Five universities, four of which will offer the curricula, also received grants totaling $10 million to develop educational materials for the community college and university courses. They include University of Alabama at Birmingham, Columbia, Duke, Johns Hopkins and Oregon Health & Science.
Northern Virginia Community College in Annandale received a $6 million grant to develop a set of non-degree health I.T. competency examinations for the participating colleges and universities.
When your organization is a 20-hospital academic delivery system with a ton of information technology applications already installed and more coming, and you also are one of the region's largest employers, a nationwide shortage of information technology talent isn't necessarily a concern.
But the worker shortage is affecting the University of Pittsburgh Medical Center in a different way. Rather than worrying about filling vacant position, the delivery system is on guard to prevent other health care entities from siphoning off its talent.
"We're not seeing much raiding yet, but with UPMC recognized as an I.T. leader it's something I spend a lot of time focusing on," says Beth Trimble, director of human resources for the corporate services business unit of UPMC.
To enable I.T. employees to continue to grow professionally, the medical center offers a tuition reimbursement program, sends staff out to training seminars and conferences, and also operates an in-house leadership development program. A summer intern program helps fill entry-level positions and enables the growth of talent from the ground up, Trimble says.
SIDEBAR: Housing Plunge Complicates Hiring
Health care information technology vendors are finding it's not just tough to hire the right rank-and-file information technology talent, but also to attract management-level candidates, says Jim Gibson, founder of Gibson Consultants, a Ridgefield, Conn.-based national search firm.
The recession and plunge in home values has brought a wrinkle to the task of hiring health I.T. management positions, "At the senior level, the impacting issue is lack of workforce mobility. Anyone owning a house can't sell or afford to sell."
Consequently, vendors that previously would have required on-site management-level employees now may say "I need you here a few days a week," and permit them to work from home the other days. So while implementation specialists often are on the road and living out of suitcases, so are some of their managers.

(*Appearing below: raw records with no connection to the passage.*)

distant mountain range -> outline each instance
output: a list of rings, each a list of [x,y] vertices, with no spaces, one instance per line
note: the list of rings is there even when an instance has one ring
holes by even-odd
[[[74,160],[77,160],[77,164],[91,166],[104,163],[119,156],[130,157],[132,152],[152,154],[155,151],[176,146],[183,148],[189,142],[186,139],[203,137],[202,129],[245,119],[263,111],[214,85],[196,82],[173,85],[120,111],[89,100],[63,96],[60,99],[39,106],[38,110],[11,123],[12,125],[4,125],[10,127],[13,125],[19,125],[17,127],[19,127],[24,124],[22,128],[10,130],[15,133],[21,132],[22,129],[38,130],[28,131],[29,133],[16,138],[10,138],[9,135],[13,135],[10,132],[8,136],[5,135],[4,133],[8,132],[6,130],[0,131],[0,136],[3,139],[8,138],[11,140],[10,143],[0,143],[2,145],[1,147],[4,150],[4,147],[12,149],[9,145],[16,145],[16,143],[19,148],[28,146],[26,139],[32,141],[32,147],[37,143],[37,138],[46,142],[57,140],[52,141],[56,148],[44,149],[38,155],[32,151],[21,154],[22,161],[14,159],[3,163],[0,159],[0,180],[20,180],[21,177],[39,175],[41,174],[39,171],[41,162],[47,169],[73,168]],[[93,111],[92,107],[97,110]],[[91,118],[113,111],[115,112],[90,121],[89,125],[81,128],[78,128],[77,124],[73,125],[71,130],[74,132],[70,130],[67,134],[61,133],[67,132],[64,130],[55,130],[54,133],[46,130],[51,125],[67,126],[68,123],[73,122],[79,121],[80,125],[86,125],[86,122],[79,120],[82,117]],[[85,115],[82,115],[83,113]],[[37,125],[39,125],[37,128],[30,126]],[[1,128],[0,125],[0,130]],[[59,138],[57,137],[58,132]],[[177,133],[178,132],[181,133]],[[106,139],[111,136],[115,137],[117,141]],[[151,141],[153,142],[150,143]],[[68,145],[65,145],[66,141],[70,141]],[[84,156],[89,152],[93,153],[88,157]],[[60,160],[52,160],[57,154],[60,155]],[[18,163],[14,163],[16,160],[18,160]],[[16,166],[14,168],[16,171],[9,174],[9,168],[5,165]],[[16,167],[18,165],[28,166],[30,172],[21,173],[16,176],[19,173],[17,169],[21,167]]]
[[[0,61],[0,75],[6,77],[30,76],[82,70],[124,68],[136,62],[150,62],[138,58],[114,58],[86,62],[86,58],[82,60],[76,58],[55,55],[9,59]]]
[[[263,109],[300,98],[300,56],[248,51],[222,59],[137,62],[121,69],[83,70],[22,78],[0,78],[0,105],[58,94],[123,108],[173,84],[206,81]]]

Another worker shortage dynamic on the vendor side is finding good sales people, Gibson says. Despite opportunities for new sales arising from the HITECH Act, some vendors are struggling. Ancillary vendors can't get the buyer's attention if their products are not directly related to meaningful use, he notes. And that's causing turnover of sales personnel, which exacerbates the sales problem.
SIDEBAR: Survey: I.T. Starting Salaries Rising
Average starting salaries in the information technology field, across all industries, is expected to increase an average of 3.4 percent in 2011, according to annual research from Robert Half Technology, a Menlo Park, Calif.-based I.T. employment placement agency with business across the nation.
In high-demand fields, starting salary jumps of 5 percent are common. There is widespread demand for programming, particularly .NET, Java, mySQL, PHP, Silverlight, Flex and portal technologies such as SharePoint. Businesses adopting social medial strategies are causing strong demand for skilled Web designers, according to the firm. Demand also is strong in health care to install and support electronic health records.
Other cross-industry skills in high demand include business analysis, project management, enterprise resource planning, security, infrastructure support and networkin.